The effect of this for British citizens living across Europe has been a continued feeling that they are nobody’s responsibility but their own"
"The effect of this for British citizens living across Europe has been a continued feeling that they are nobody's responsibility but their own," she added.
Between 300,000 and 1 million British people live for at least some of the year in Spain, while approximately 150,000 live in France, making the countries home to the two largest populations of UK nationals in the EU.
"They feel let down by the UK Government, while their encounters with the French state, often in local municipal offices, have created further confusion as local officers similarly find themselves lacking in the relevant information to give appropriate advice. This has left Britons in France with a sense that they are nobody's responsibility but their own," Benson said.

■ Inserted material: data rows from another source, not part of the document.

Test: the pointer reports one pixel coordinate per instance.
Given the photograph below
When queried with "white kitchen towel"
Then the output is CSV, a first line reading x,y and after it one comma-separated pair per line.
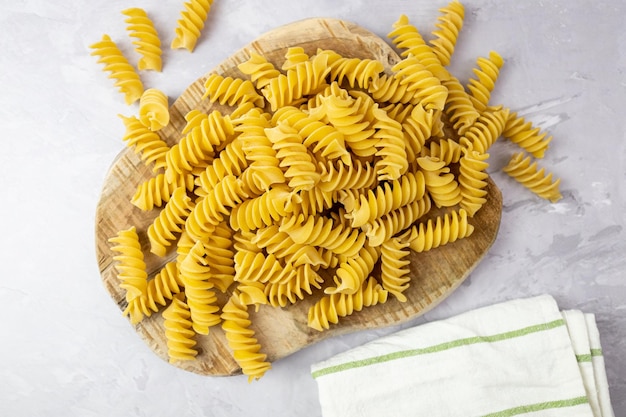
x,y
509,359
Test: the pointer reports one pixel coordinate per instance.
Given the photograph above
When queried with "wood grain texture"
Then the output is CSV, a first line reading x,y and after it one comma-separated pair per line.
x,y
281,331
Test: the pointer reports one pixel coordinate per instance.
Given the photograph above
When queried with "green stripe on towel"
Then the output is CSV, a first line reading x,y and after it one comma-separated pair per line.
x,y
531,408
440,347
596,352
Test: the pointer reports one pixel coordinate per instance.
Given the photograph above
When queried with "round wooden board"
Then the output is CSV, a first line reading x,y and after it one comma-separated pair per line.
x,y
281,331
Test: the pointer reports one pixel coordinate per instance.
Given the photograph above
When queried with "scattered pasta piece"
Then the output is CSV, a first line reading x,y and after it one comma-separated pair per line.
x,y
147,42
191,23
526,172
127,79
154,109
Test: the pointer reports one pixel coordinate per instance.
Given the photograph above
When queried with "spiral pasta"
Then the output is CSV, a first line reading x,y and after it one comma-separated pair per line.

Many Britons in Spain were not officially registered as Spanish residents, partly because different Spanish local authorities have interpreted free movement policies differently. The situation is exacerbated because Spain does not allow dual nationality for Britons.
For years, the British and Spanish authorities have treated the British community in Spain as "long-term tourists", Karen O'Reilly, a sociology professor at Loughborough University told The Guardian, adding: "Neither the UK government, nor the Spanish government, nor the EU are taking proper responsibility for these people. They suffer from a triple absence."
Portugal is considering offering British tourists subsidised post-Brexit healthcare in an effort to retain their custom in the Algarve, Lisbon and beyond.
Meanwhile, blue passports will be issued for the first time in almost three decades from next month to mark Britain's departure from the EU, the government has announced.
They will replace the standard-issue burgundy passports that were rolled out across EU countries from 1988.